Mariano Cuenca lucía el número siete en el reverso de la camiseta del Levante que defendía con ardor en los años finales de la década de los cincuenta. Mariano Cuenca no corría la banda del feudo de Vallejo. Tampoco se calzaba las botas de tacos en cada uno de los compromisos que disputaba. Ni trataba de bajar el esférico al suelo para domesticarlo. Cuenca utilizaba las manos para expresarse sobre la superficie del terreno de juego. Y no era portero. Era jugador de balonmano.
Esta disciplina formaba parte del imaginario de la entidad azulgrana. Era una de las secciones que conferían singularidad a la sociedad granota en la franja intermedia del siglo pasado. Cuenca ha custodiado desde entonces una camiseta que simboliza el pasado de un club con vocación multidisciplinar. “Teníamos un pase que nos acreditaba como jugadores a la entidad del Levante. Con ese pase íbamos a Vallejo a ver al equipo de fútbol. Formábamos parte del Levante”, recuerda con una sonrisa en los labios y con un ápice indisimulado de orgullo mientras no pierde de vista la camiseta que durante tantas jornadas protegió con pasión.
“Le falta el escudo, pero eso tiene una historia”, relata con nostalgia. Y prosigue tras hacer una pequeña pausa. “La camiseta tenía un clip que permitía poner y quitar el escudo cuando la tenías que lavar”. Se trata de una reliquia que pretende compartir con la totalidad de los estamentos afines al levantinismo. “Cuando haya un museo físico la donaré. Ese es su sitio”. De momento forma parte del catálogo de esta versión virtual. Es una de las piezas más relevantes por el poso que imprime el paso del tiempo.
El balonmano asoció su estela a la del Levante durante la década de los años cuarenta. Paco Berenguer, presidente de la entidad, ratificó esta vinculación. Miguel Zabala, una institución del balonmano español posterior como entrenador, árbitro o presidente de la Federación, actuó de nexo de unión. En esa época el balonmano ejercía telonero de los partidos de fútbol del primer equipo sobre el verde de Vallejo. Aquel balonmano distaba una enormidad del disputado en fechas actuales. Se enfrentaban dos equipos de once jugadores sobre un campo de fútbol que se adecuaba a las necesidades de esta práctica.

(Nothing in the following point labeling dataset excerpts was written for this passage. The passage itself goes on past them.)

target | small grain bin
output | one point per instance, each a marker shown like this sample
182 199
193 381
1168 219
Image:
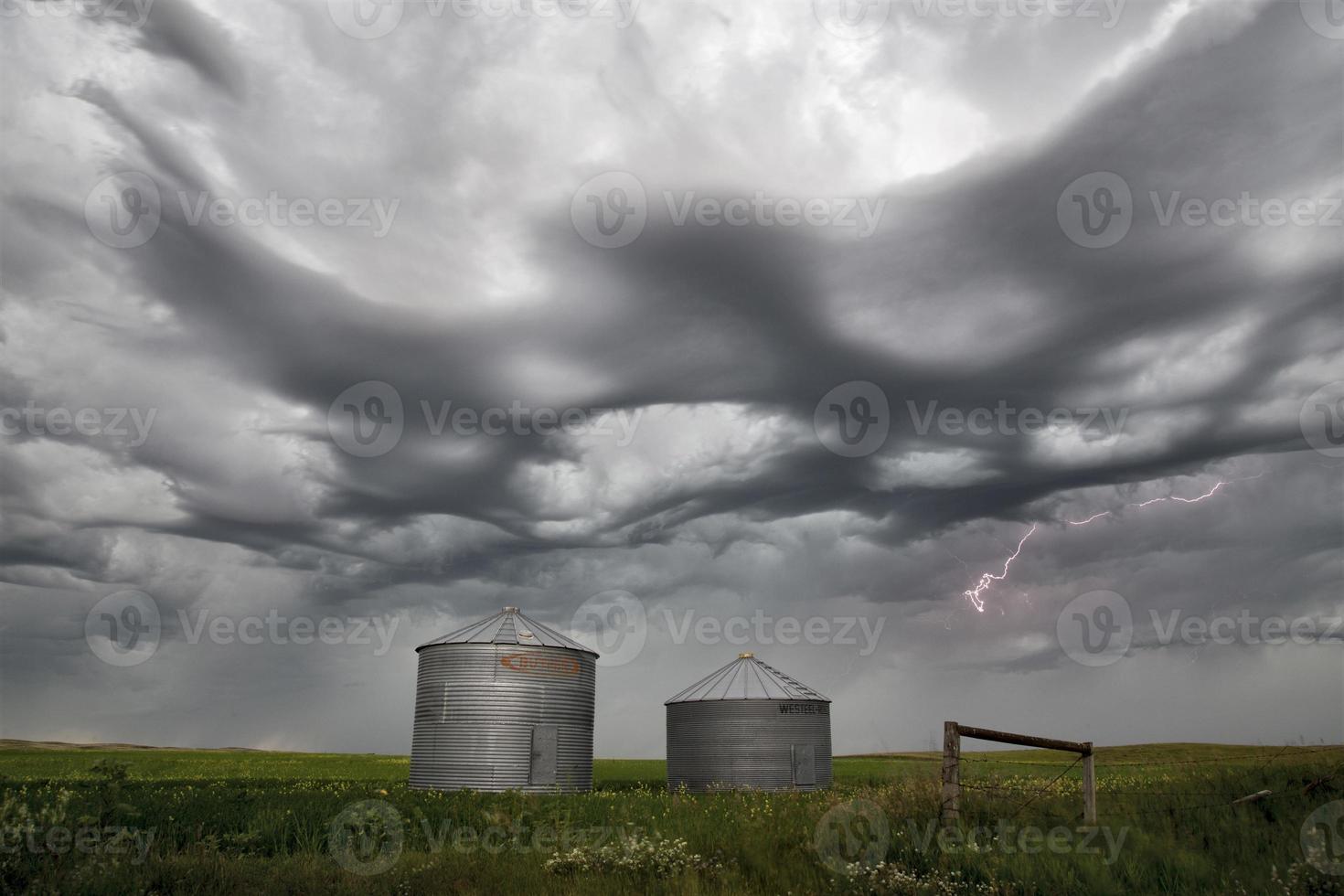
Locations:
504 704
749 726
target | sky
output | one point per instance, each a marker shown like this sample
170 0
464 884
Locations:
964 361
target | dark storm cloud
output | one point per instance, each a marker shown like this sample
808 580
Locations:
968 294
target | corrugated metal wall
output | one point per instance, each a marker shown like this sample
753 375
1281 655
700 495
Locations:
476 709
746 743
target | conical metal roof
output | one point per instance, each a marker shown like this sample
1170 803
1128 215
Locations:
509 626
748 678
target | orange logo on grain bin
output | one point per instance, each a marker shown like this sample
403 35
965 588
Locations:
540 664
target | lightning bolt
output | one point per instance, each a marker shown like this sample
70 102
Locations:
987 579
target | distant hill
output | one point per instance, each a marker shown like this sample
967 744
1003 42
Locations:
12 743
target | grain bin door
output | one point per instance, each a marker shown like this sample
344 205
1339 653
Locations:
545 739
804 764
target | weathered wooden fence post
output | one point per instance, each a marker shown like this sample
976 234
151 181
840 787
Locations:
951 774
1089 786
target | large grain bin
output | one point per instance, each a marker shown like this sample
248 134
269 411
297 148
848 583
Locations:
745 726
503 704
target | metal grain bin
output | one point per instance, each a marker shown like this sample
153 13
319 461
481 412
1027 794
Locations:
504 704
749 726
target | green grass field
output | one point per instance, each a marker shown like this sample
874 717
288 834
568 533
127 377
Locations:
195 821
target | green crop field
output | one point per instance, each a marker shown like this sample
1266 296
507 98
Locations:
197 821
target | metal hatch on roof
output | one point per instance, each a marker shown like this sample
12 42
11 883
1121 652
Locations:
746 678
509 626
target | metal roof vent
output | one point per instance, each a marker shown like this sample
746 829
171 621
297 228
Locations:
746 678
504 704
749 726
509 626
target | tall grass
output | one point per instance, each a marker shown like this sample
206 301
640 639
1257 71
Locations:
229 822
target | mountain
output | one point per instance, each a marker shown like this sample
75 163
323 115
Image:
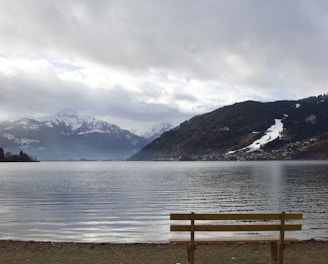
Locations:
67 136
156 131
248 130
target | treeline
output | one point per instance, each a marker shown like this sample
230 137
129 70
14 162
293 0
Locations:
9 157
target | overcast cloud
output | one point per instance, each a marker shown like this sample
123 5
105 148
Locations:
136 63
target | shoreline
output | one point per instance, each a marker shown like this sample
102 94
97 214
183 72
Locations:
28 252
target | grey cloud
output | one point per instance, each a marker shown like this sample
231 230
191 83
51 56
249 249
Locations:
255 49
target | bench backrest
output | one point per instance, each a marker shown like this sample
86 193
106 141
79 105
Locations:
246 222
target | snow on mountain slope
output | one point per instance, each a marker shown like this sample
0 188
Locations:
271 134
66 135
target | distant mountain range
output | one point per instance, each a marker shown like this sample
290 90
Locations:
67 136
248 130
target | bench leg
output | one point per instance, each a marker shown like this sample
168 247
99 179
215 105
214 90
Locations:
191 253
274 252
281 253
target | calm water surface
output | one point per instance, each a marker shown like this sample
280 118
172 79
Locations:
131 201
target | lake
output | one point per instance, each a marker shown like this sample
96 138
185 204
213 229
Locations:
131 201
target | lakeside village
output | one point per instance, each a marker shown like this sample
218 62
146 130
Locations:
287 152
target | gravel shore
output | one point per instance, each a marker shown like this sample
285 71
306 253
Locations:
20 252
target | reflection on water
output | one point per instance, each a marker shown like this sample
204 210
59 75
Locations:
131 201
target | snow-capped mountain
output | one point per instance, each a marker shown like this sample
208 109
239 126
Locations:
156 131
290 129
66 135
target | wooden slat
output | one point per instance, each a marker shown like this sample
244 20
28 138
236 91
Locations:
248 227
236 216
231 239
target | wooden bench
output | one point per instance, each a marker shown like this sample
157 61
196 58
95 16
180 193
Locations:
274 223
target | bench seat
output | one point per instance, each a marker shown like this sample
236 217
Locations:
239 222
231 239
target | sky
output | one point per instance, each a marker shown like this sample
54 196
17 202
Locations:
138 63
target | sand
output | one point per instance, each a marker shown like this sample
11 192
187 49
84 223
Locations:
19 252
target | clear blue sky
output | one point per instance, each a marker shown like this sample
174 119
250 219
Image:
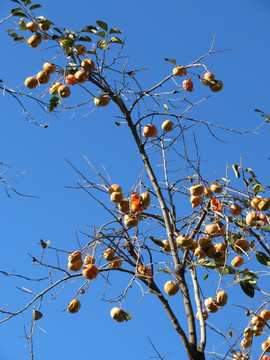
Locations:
181 30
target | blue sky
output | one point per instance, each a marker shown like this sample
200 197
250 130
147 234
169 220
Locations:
181 30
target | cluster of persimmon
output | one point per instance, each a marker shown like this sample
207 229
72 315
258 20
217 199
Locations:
208 79
129 207
79 77
257 324
89 270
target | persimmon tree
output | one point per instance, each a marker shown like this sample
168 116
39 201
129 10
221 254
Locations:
223 230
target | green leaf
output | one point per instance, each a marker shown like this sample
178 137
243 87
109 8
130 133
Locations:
59 31
54 101
263 258
21 38
103 25
166 271
15 10
101 34
247 288
19 14
258 188
37 315
102 45
85 38
22 25
249 170
115 40
157 241
126 315
115 31
206 263
33 7
90 28
236 171
14 35
171 60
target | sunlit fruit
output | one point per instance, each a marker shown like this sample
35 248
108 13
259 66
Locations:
211 252
43 77
179 71
208 78
31 82
195 201
116 262
70 80
265 315
90 272
44 27
131 220
204 314
200 253
241 246
257 321
235 210
266 346
171 288
220 257
221 298
89 259
74 306
32 26
205 242
102 100
144 270
246 343
237 261
150 131
34 41
261 220
81 76
116 197
221 247
108 254
255 203
167 125
80 49
248 332
212 230
188 85
166 246
251 218
196 190
216 188
49 68
184 241
264 204
75 265
145 199
218 86
64 91
54 88
207 192
117 314
114 188
75 256
211 305
124 206
88 65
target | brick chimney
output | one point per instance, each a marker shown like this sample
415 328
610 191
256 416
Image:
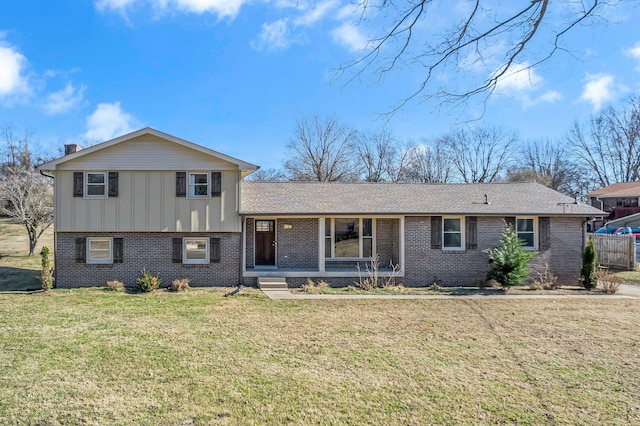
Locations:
71 148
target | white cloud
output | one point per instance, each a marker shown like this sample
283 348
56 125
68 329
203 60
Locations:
600 89
634 52
223 8
274 36
63 100
550 96
524 84
519 78
13 81
349 36
109 121
316 13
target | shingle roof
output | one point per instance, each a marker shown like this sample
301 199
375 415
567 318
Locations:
621 189
307 198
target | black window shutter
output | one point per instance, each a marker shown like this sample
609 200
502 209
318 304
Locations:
181 184
216 184
472 232
511 221
214 250
544 232
81 250
113 184
117 250
436 232
78 184
177 250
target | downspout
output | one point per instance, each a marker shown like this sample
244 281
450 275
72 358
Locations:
55 234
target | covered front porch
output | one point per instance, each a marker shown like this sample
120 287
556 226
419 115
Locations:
322 247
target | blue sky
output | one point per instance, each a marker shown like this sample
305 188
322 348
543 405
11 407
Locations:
234 75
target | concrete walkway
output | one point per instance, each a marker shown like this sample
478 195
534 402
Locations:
625 291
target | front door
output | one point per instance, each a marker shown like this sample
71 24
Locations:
265 242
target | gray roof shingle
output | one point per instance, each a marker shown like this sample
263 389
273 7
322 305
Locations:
317 198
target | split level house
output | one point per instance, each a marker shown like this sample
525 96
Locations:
151 200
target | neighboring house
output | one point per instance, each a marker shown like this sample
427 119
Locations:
151 200
618 200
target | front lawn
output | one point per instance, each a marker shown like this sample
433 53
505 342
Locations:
94 357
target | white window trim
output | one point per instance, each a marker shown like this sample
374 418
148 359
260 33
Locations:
86 185
187 261
360 237
208 174
99 261
463 238
535 231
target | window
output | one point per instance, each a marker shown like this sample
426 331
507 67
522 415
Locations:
452 233
95 185
525 230
99 250
196 250
349 238
199 185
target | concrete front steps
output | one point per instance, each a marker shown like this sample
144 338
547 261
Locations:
272 283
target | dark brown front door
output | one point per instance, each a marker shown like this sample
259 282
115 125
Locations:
265 242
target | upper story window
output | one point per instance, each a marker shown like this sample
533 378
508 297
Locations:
198 184
525 230
452 235
95 185
349 237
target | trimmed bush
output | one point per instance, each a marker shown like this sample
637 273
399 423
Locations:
180 285
46 277
510 260
588 276
115 285
148 282
608 282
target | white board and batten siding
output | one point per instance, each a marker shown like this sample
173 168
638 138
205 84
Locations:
147 152
146 200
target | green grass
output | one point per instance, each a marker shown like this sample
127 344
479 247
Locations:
99 357
18 270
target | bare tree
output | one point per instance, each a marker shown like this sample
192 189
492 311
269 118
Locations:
376 151
550 163
430 163
322 150
267 175
397 166
25 195
481 154
500 40
607 147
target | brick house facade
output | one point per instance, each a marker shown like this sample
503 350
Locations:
151 200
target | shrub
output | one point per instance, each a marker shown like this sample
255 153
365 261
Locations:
148 282
312 287
546 280
309 286
510 260
322 285
180 285
588 276
115 285
608 282
46 277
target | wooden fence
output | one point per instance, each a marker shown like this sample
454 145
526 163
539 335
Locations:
615 250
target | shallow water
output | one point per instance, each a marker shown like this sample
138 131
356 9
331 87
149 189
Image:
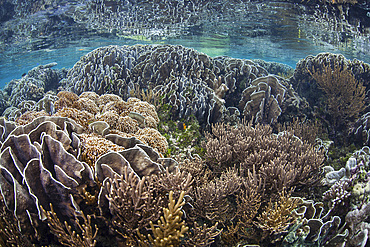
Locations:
272 31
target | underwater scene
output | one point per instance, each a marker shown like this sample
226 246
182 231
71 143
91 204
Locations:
185 123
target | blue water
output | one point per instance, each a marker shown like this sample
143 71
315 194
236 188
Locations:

Cada partido constaba de dos partes de media hora con un interludio de diez minutos. Los cambios eran continuados e ilimitados. Imperaba un sistema emparentado con el fútbol que acentuaba la interpretación más ofensiva del juego; un portero, tres defensores, dos medios y cinco atacantes, aunque los jugadores más cotizados eran los que ocupaban la medular. Al menos eran los que más fuerza tenían para interconectar las líneas. Durante la década de los cincuenta coexistió el balonmano once y la versión con siete jugadores que empezaba a arrinconar a la primera modalidad, aunque nunca se solaparon las dos competiciones puesto que intervenían los mismos jugadores en las dos mencionadas variedades.